It is being widely reported that internet company Yahoo was breached by hackers, back in 2013. Yes, you read that right, 2013. Here we are three years later, and it is just now being revealed that account information for a record-breaking billion accounts may have been compromised. If this sounds familiar that is because it is. In September of this year, Yahoo reported a breach resulting in data for over 500 million accounts stolen. However, according to a Tumblr blog post from Yahoo, this attack is separate from the attack that took place in 2014.
Yahoo’s blog post goes on to say that; “names, email addresses, telephone numbers, dates of birth, hashed passwords (using MD5) and, in some cases, encrypted or unencrypted security questions and answers” may have been obtained. It seems that in some cases not just account information was stolen, but the hackers may have studied Yahoo code and created forged cookies, which could actually enable them to gain access to accounts. The forged cookies may have a link to the “same state sponsored actor” responsible for the 2014 attack.
This comes at a bad time for Yahoo, who is currently in the process of being acquired by Verizon. The security breach could devalue, or otherwise damage, the $4.83 Billion deal. It should also be noted that Yahoo was reportedly snooping on all users’ incoming emails for the NSA, according to an article at Reuters, published back in October. This has been a lot of serious incidents, and bad press, for a company that wants to maximize value from this acquisition. According to an article at the Huffington Post, Verizon is taking a wait and see approach. Verizon issued a statement that they “will review the impact of this new development before reaching any final conclusions”.
Hacking: The New Norm?
It’s been a rough year for Yahoo. If I was a regular user of Yahoo I would certainly be at the point where I would reconsider using their services. Then again, it seems that every few days or so there is a new report of some form of hacking, malware, or nefarious government surveillance at one of the major internet companies. Perhaps this is the world we live in, and we should just start to expect this sort of thing. We live in highly connected society, and companies like yahoo provide the tools for those connections. Sadly, security is simply not there yet, if someone is dedicated enough they will likely get in. This is the cost of living in a connected world.
What Can You Do?
Yahoo says they will notify affected users, however even if you don’t receive notice you should take action. Make sure that you change your Yahoo password, if you have one, and anywhere else that you may have used that password or the security questions.

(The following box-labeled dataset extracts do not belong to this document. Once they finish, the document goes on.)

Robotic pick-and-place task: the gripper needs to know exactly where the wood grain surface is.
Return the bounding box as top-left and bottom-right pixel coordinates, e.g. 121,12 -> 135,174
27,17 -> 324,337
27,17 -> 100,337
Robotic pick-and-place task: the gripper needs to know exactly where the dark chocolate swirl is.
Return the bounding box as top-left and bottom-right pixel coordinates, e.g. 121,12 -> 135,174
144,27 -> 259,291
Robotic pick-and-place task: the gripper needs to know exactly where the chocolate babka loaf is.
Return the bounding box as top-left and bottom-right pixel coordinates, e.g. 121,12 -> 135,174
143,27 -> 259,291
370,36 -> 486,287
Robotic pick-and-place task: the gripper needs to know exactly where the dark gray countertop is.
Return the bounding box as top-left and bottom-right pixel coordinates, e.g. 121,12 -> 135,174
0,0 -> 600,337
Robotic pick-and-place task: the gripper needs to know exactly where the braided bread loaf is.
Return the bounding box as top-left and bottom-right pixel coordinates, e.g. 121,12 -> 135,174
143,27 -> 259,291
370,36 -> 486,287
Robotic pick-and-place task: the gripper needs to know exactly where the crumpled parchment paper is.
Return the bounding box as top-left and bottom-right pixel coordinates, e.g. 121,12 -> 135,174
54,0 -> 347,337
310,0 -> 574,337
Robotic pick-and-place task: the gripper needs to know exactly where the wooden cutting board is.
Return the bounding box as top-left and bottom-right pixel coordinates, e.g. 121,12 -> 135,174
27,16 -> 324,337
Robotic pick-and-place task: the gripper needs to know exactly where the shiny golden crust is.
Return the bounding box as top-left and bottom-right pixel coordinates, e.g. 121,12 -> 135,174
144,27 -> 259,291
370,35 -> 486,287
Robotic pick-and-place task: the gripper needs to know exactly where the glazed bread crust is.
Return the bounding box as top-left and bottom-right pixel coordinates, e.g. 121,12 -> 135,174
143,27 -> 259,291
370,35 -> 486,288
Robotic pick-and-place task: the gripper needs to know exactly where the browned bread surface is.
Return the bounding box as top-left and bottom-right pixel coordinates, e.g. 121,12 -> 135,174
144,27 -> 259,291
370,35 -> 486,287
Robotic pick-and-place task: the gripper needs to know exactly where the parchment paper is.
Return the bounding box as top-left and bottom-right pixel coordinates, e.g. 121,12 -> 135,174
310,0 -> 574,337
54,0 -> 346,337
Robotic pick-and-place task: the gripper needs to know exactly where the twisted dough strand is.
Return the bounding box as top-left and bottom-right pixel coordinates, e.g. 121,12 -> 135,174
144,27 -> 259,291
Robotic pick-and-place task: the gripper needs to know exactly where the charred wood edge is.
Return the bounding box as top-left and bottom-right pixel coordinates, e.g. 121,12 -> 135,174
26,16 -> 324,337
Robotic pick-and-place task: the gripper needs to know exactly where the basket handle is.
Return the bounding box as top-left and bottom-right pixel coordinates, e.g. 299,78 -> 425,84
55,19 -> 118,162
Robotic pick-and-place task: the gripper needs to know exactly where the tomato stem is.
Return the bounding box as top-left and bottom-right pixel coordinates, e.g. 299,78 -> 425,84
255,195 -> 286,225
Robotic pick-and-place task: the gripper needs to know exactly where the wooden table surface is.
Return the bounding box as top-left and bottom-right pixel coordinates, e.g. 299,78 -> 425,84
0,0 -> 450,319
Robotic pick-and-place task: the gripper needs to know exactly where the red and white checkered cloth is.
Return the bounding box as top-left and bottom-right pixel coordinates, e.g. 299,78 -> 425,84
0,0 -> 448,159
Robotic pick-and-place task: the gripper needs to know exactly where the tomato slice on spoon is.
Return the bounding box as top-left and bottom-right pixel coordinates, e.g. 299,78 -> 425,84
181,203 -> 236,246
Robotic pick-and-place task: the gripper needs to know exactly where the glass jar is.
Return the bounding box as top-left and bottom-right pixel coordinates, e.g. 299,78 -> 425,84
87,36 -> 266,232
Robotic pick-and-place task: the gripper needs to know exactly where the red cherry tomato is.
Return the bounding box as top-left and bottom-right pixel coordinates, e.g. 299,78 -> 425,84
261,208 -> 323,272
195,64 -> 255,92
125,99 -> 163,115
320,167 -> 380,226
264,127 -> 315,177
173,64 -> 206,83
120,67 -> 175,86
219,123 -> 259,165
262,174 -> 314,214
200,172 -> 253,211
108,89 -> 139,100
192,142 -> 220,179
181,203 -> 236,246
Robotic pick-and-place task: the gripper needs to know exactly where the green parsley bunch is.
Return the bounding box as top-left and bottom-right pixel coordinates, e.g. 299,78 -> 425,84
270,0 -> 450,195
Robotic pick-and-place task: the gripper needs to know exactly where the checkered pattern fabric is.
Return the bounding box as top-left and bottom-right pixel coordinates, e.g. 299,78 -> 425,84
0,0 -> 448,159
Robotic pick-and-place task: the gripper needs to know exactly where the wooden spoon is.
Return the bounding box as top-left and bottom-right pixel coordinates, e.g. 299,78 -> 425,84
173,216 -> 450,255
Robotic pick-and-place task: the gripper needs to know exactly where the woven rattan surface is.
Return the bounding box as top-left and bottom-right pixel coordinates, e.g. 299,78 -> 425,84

The following security tips are not really specific to Yahoo, but general tips that can be used with many services. As I mentioned earlier in the post, if someone really wants in they will get in. Regardless, these tips will at least improve your online security posture a bit:
- You should make sure that you are using different passwords for every account you use online. At the very least, make sure any accounts with important information have unique passwords.
- Consider enabling two-factor authentication (2FA) on sites that offer it, it can offer some level of protection, but even that isn’t a guarantee.
- Monitor your accounts for strange or suspicious activity.
- For services that allow you to do so, setup alerts to tell you when your accounts have been accessed or certain actions take place.
- Be wary of emails asking you to take an action of any kind, whether it is changing your password, visiting an unknown website, or to collect free money from a prince in Africa. (don’t know, don’t click)
- Keep an eye on the news, when news of a breach breaks, check your accounts for anomalies, and change that security information.
Here’s the bottom line, this is just another hack in a long history of hacks. Next week, another will be discovered, be it at Yahoo, or some other internet company. There are some things you can do, including making the switch to more secure (but sometimes less convenient) services. This, of course, involves trusting the service providers, and still may have exploitable holes. The best thing that we can do is assume that anything we do on the internet could end up in the hands of governments, hackers, and possibly become public. By keeping that simple fact in mind you can decide for yourself how much risk is appropriate for you, and act accordingly. Stay safe out there folks.